All life began in the seas. In the air, electricity and searing heat converted air molecules into sugar, lipids, proteins, and amino acids. These chemicals fell into the oceans and the super-heated oceans melted the chemicals together. The first macromolecules (lipids, nucleic acids, proteins, and carbohydrates) were fused together and captured inside "bubbles" with a phospholid outer covering.
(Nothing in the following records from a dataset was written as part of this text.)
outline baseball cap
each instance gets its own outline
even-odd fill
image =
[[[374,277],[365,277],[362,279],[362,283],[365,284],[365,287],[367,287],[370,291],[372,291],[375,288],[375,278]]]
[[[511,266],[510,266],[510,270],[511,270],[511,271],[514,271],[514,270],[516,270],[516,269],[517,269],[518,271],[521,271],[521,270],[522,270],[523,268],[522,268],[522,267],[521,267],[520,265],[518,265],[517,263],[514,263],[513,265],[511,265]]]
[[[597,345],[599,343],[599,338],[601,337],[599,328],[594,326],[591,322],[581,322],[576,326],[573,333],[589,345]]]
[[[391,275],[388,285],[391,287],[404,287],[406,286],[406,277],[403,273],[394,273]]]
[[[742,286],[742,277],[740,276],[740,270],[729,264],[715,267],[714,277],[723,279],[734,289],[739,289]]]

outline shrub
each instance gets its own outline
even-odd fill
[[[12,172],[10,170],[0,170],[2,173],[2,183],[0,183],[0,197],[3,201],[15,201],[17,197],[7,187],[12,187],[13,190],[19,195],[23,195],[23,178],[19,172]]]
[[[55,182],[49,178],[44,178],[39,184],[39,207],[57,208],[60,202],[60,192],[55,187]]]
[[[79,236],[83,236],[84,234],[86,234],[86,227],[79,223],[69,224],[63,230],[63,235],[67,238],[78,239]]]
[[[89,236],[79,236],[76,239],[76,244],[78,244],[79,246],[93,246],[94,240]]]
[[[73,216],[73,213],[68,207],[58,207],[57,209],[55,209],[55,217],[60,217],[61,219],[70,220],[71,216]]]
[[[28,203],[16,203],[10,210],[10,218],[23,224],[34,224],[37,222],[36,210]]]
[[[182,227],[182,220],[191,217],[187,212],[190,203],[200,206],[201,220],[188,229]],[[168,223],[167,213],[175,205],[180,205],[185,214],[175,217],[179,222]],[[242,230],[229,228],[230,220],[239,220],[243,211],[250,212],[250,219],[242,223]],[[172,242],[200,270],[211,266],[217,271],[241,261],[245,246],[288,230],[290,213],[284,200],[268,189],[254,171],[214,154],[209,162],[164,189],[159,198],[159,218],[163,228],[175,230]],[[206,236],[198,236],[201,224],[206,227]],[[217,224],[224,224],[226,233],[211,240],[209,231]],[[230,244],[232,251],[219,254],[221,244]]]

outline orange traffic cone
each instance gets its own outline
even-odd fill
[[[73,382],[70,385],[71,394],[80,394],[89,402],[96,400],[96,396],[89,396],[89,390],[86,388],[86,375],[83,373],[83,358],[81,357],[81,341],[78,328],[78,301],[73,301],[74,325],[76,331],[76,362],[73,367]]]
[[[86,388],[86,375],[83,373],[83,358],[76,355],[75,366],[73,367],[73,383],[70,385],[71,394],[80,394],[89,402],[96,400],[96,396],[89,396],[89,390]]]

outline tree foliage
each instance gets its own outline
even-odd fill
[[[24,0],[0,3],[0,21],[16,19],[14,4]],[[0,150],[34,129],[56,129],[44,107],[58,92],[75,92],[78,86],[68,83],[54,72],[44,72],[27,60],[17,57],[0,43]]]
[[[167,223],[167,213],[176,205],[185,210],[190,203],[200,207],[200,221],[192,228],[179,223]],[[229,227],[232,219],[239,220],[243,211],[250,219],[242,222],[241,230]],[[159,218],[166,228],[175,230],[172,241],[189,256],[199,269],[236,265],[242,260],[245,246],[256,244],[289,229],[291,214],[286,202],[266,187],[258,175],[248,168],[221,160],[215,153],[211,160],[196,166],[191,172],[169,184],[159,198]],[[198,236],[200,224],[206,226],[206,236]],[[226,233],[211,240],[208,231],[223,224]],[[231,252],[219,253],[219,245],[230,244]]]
These "bubbles" were first around at 4 billion years ago, but they didn't become actual prokaryotes until 3.8 billion years ago. These ancestral prokaryotes became Archaeomonerans, bacteria, and in 1 billion years ago multi-cellular eukaryotes.
The Paleozoic EraEdit
The invertebrates of the ocean took all types of shapes in an event called the Cambrian Explosion. Worms, snails, starfish, trilobites, and many other kinds of sea animals evolved. Sea scorpions and giant Orthocones ruled the seas in the Ordovician. Lampreys, small jawless fish-like animals, were the first fish in the oceans and the first animals with a notochord (a type of spine). Fish did not have jaws until the Silurian and by the Devonian they had evolved into huge forms like Dunkleosteus. Sharks, like Stethacanthus, also appeared about 420 million years ago.
The Mesozoic EraEdit
During the Triassic, some reptiles took to the water. A group of animals called the Nothosaurs became some of the primary predators of the ocean. Nothosaurus and Cymbospondylus were some of the largest hunters in the ocean until the Ichthyosaurs and Plesiosaurs came along in the Jurassic. The sea reptiles diversified during the Triassic and some became strange-looking. Tanystropheus looks a lot like a small Sauropod, but it was only distantly related to dinosaurs. By the Jurassic, the Nothosaurs had disappeared and been replaced by the Ichthyosaurs and Plesiosaurs. Sea reptiles and fish took on massive sizes. Leedsichthys was an 80 ft filter-feeder fish from the waters around Europe. Since there were large herbivores and filter-feeders in the ocean, there would also be large carnivores. Liopleurodon had evolved to hunt these massive fish. Even some crocodiles spent all their time in the water instead of on land (like Metriorhynchus). By the Cretaceous period, a new group of sea reptiles called Mosasaurs had evolved. Mosasaurs looked a lot like crocodiles with fins, but these were far from crocodiles. Mosasaurus and Halisaurus were just a few of the many sea killers that lived in North America. Some giant fish even became carnivorous, like Xiphactinus. Some sea turtles took on large sizes too. Archelon may have been very large, but it was still preyed upon by Mosasaurs and carnivorous fish. The Plesiosaurs from the Jurassic had taken on large sizes, like Elasmosaurus. After the K-T Event, the giant killer sea reptiles were wiped out along with the dinosaurs.
The Cenozoic EraEdit
With the rise of so many carnivorous land mammals, it's not a wonder that some mammals moved into the water. Ambulocetus and Pakicetus changed their lifestyle to ambush predators and became more like crocodiles. By about 36 million years ago, the massive carnivorous whale Basilosaurus had taken over the ocean. When Megalodon came along 28 million years ago, it became the largest shark in existence at 50 ft long. It hunted the small whales and seals like Odobenocetops. Megalodon died out 1.5 million years ago and the whales became the largest animals in the ocean. Today, the Blue Whale (Balaenoptera musculus) is the largest mammal in the world.